In the past the land that is now Battersea Park was occupied by extensive marshlands that were taken from the Thames when the work on the facility began in the middle of the 19th century. Before the completion of the construction, it was frequently used for market place. Furthermore, Battersea Fields as the place was then known, was one of the most popular spots for dueling in London. One of the most famous confrontations that took place here was between the Duke of Wellington and the Earl of Winchilsea, who met here on 21 March 1829 in order to settle a matter of honor. The duel is notable for the fact that both participants did not aim at their opponent when the time came for firing their pistols and later lengthy apologies were written from one party to the other and vice versa. It was quite a sensation in the press.

It was in 1845 when the land was purchased by Thomas Cubbit, who owned an estate nearly. Sir James Pennethorne was commissioned to design the Battersea Park and worked there from 1846 to 1864, even though the official opening of Battersea Park was in 1858. Another cool piece of trivia about Battersea Park is that it was host to the first ever football game that was played according to the rules of the Football Association. This happened on 9 January 1864. A few years later Battersea Park became home grounds to the 1872 FA Cup winners, Wanderers F.C. Today Battersea Park houses travelling fairs and exhibitions, the Grade I listed Victorian Tower known as Pump House Gallery, the Peace Pagoda, as well as the Foodie Festivals. Most recently the park went through an extensive and quite expensive regeneration and refurbishment, paid by the Heritage Lottery Fund. We must say that the results are more than visible.

Wandsworth Common is the second largest park in the borough, taking up a little less than 70 hectares of the whole territory of Wandsworth.
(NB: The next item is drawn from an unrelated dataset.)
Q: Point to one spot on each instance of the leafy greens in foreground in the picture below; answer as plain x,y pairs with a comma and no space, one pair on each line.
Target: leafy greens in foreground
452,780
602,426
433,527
Wandsworth Common is the place to go if you like fishing. One needs a permit to fish in the several artificial ponds that are scattered across the park, but usually there is no problem obtaining one. If the weather is good and you are in the mood to chill for a couple of hours in a pleasant green environment, get your rod, pack a couple of sandwiches and do not hesitate to drop by the Common.

Other notable features that make Wandsworth Common a pretty nice park include the Wandsworth Common Windmill. It is a smock mill that currently holds a Grade II listing. The original purpose of the building, which was erected in 1837, was to drain water from the railway cutting during the construction of the London and Southampton Railway. Actually, one of the ponds was filled namely with the water that the Wandsworth Common Windmill drained – that’s the largest lake at the time that went by the name of Black Sea, dug by one Mr Wilson.  The mill was working for several decades, at least until the 1870s, but then its maintenance was seized, the Black Sea itself was drained and filled in.
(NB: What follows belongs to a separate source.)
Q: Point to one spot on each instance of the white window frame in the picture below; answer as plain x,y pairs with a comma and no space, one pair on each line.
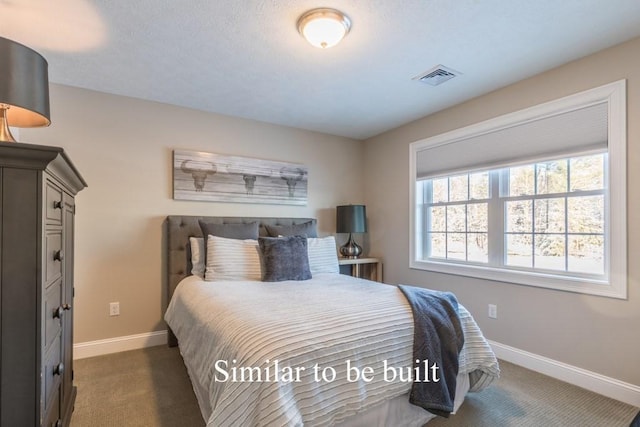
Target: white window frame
615,283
At present, in addition to fishing, Wandsworth Common is the place to be in case you like cricket. There are as many as three pitches currently in the park that are actively used in the summer for hosting a variety of games. Then again there is also the Wandsworth Common Tennis & Bowls Centre, where you can sign up for tennis lessons all year round, and it is run by All Star Coaching Ltd for Wandsworth Council. The cool thing is that if you sign up for lessons here you get free membership with the British Tennis Association.
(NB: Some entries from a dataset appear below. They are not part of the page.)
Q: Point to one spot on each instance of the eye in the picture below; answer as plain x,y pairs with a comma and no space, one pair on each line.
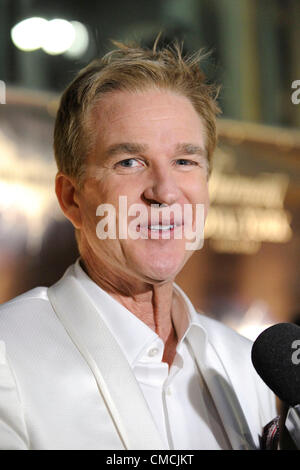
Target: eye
185,162
128,163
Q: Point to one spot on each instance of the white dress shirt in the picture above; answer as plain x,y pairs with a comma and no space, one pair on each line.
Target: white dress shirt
178,399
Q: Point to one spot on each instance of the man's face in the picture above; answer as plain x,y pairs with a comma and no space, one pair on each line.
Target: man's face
149,148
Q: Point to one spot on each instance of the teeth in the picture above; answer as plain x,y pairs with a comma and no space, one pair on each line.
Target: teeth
161,227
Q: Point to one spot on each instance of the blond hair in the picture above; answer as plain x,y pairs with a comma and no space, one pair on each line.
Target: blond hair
128,68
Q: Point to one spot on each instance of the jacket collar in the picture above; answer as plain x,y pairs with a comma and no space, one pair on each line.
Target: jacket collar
84,323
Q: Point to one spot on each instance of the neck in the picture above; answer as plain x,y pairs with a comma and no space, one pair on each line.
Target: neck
153,304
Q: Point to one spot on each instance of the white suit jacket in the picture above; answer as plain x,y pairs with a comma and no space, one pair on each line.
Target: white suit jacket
65,383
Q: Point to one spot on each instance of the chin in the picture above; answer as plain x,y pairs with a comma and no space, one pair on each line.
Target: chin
162,268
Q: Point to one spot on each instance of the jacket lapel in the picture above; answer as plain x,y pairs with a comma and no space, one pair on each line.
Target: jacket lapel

In addition, the residential developments around Wandsworth Common contain some of the most desirable properties on the territory of the borough. They are referred colloquially to as the Toast Rack. 

The last major open green spaces in Wandsworth is Tooting Commons, a large area of green land that is between the districts of  Balham, Streatham and Tooting. Tooting Bec Stadium and Tooting Beck Lido, the second largest swimming pool by surface area in the United Kingdom. Even though on first sight one might be left with the impression that Tooting Commons is an entirely wild area, there are a number of formal avenues of trees here that were planted pretty early on in its history. Some date back even to the reign of Queen Elizabeth in the beginning of the 17th century. The common was one of the first that saw deliberate actions for preservation from the authorities, well into the 19th century. At present Tooting Commons is still a place that stands out among other green areas in the metropolitan parts of London. The varied wildlife that lives here has contributed to the status of the common as a Site of Metropolitan importance for Greater London.

They say that you will recognize a good place to live in by the nice parks it has. Well, if that is the case, Wandsworth is definitely great.